There is no ongoing dialogue.

In short, Ahold continues its policy of, in the words of the National Economic and Social Rights Initiative (NESRI), “dragging its feet on farmworker justice in its supply chain and attempting to co-opt the good name of a leading human rights organization, the Coalition of Immokalee Workers (CIW), to cover its tracks.”

Yet none of this is news to Ahold. Its leadership knows whether we are engaged in a genuine “dialogue” or not, just as they know how real their “standards” are, or can be, without a modicum of enforcement, and how “fair” a market price is that drives ever-deepening poverty and degradation for the workers at the base of their supply chain.

Indeed, they know full well the reality behind their slick reports and position papers, but they choose to live in a world of quotation marks, of feigned engagement and cynical, superficial claims of social responsibility in their supply chain.

And they will remain in that world until they are obliged to abandon it and enter the real world, where the Fair Food Program is the highest ethical standard for sourcing tomatoes from Florida, where “Royal Dutch” Ahold finally catches up with the leaders of the oft-pilloried American fast-food industry in meeting those higher ethical standards, where turning a blind eye to human rights abuses in US fields is no longer a viable option for supply chain management.

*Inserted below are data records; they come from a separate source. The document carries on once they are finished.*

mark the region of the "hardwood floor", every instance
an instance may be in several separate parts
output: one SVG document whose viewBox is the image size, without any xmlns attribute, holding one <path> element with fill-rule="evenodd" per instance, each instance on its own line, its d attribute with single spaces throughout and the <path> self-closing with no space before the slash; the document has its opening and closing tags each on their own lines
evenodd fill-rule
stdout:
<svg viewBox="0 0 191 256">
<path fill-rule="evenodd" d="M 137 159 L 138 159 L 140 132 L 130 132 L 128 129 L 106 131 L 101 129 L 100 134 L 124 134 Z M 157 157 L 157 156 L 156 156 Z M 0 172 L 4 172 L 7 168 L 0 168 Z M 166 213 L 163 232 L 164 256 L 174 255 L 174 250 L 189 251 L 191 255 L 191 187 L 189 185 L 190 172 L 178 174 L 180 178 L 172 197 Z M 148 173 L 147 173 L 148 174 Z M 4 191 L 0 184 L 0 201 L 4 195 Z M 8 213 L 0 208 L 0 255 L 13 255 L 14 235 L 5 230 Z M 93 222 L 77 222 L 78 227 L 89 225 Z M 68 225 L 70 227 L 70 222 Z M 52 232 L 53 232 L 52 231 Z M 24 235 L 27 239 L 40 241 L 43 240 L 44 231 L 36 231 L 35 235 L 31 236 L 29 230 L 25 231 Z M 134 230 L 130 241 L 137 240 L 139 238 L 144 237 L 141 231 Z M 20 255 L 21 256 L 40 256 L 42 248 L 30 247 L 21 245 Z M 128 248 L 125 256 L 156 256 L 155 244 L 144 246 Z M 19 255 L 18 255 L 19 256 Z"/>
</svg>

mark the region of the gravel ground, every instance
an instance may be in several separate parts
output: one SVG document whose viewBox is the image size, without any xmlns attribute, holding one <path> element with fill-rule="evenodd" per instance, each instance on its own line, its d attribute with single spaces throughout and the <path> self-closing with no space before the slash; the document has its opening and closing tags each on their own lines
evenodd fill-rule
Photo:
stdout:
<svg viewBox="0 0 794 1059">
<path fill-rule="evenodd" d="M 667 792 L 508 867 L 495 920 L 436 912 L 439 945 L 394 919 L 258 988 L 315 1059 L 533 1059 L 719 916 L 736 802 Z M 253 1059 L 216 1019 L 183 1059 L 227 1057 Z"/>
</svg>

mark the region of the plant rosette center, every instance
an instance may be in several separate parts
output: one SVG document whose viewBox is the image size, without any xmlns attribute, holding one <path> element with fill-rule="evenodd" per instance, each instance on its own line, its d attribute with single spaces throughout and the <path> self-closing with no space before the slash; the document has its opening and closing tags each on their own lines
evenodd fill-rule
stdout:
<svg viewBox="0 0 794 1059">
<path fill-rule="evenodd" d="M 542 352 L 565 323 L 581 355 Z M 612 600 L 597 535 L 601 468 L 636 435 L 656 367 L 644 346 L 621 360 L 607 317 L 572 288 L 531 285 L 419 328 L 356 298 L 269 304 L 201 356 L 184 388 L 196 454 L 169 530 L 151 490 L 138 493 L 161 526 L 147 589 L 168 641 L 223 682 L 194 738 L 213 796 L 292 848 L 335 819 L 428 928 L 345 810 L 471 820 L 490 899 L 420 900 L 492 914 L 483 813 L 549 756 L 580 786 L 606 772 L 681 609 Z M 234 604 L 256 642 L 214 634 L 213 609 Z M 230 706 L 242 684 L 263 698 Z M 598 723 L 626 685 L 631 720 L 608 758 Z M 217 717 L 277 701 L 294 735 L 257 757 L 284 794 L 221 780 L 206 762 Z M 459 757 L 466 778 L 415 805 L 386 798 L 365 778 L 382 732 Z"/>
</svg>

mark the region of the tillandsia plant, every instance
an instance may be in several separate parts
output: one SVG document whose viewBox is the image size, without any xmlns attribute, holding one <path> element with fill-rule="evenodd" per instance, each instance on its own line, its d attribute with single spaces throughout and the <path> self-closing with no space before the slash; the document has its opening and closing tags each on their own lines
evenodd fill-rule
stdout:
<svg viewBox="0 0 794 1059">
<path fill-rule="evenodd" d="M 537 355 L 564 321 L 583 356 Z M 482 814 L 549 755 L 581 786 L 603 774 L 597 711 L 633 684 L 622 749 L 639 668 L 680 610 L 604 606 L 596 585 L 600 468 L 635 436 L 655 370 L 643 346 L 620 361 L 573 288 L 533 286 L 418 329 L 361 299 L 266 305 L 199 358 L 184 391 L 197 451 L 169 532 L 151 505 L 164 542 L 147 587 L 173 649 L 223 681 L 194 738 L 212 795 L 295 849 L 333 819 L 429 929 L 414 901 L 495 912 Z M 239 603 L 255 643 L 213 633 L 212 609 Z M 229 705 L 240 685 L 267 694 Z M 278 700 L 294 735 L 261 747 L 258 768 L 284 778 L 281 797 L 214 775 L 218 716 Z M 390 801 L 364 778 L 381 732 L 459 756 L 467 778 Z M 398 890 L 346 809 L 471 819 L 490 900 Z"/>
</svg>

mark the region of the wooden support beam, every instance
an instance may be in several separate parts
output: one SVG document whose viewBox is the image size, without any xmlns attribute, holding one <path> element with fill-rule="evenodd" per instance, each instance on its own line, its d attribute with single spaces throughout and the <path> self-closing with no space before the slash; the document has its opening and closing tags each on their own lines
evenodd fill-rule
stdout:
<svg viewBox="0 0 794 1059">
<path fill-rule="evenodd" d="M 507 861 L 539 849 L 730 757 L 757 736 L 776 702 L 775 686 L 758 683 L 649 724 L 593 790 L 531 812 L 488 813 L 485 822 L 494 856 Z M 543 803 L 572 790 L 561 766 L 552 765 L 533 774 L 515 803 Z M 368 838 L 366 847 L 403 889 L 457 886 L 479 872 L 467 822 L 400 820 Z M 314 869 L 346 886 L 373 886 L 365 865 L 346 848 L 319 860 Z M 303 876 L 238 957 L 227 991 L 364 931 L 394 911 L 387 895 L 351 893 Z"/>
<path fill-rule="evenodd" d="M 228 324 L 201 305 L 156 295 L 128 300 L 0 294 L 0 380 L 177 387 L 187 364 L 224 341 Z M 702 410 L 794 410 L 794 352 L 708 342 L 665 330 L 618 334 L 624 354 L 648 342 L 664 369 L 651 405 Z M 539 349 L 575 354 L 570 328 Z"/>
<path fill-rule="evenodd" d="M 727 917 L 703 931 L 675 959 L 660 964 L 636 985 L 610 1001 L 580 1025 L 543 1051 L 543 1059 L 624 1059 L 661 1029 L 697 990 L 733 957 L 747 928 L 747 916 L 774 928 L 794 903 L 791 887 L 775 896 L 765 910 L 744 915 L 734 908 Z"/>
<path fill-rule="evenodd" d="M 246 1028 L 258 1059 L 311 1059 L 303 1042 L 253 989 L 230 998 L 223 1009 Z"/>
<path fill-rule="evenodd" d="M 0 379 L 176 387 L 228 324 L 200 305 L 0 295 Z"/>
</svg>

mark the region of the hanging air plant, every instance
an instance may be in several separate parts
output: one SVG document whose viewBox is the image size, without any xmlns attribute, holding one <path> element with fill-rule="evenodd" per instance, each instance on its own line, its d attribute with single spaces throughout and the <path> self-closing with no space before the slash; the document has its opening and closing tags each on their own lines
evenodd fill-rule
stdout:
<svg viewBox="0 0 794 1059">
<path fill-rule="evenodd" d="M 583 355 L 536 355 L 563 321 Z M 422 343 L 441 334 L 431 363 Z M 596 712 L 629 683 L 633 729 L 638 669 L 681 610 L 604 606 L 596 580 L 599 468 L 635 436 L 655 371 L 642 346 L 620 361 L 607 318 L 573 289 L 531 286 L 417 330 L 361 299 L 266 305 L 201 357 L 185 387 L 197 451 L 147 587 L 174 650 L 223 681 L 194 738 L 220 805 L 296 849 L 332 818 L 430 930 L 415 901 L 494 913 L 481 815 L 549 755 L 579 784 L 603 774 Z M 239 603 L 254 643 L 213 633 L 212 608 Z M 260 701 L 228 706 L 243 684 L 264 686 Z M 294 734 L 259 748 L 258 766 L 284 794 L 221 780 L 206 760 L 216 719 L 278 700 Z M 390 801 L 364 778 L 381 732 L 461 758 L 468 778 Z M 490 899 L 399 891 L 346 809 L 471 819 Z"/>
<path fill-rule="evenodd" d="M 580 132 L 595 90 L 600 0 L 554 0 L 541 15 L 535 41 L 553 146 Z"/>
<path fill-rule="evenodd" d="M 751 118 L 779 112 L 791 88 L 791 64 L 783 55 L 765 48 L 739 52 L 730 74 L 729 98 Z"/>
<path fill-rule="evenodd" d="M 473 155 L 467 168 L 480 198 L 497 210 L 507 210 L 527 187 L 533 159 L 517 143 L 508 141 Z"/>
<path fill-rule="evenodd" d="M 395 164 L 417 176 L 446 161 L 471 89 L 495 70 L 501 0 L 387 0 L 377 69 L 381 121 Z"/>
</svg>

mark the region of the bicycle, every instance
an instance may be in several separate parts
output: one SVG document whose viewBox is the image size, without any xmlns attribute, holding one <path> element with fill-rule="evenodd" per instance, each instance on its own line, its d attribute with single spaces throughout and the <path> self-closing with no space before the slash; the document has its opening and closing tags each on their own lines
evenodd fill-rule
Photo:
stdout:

Ahold will, sooner or later, be obliged to recognize the new reality. How soon depends on us – farmworkers and Fair Food activists – and our commitment to extending the Fair Food standards not only across the entire Florida tomato industry, but across the entire retail food industry that buys Florida tomatoes.

Because there is one thing about Ahold you can trust, and that is this: They will not abandon their world of social-responsibility-between-quotation-marks of their own volition.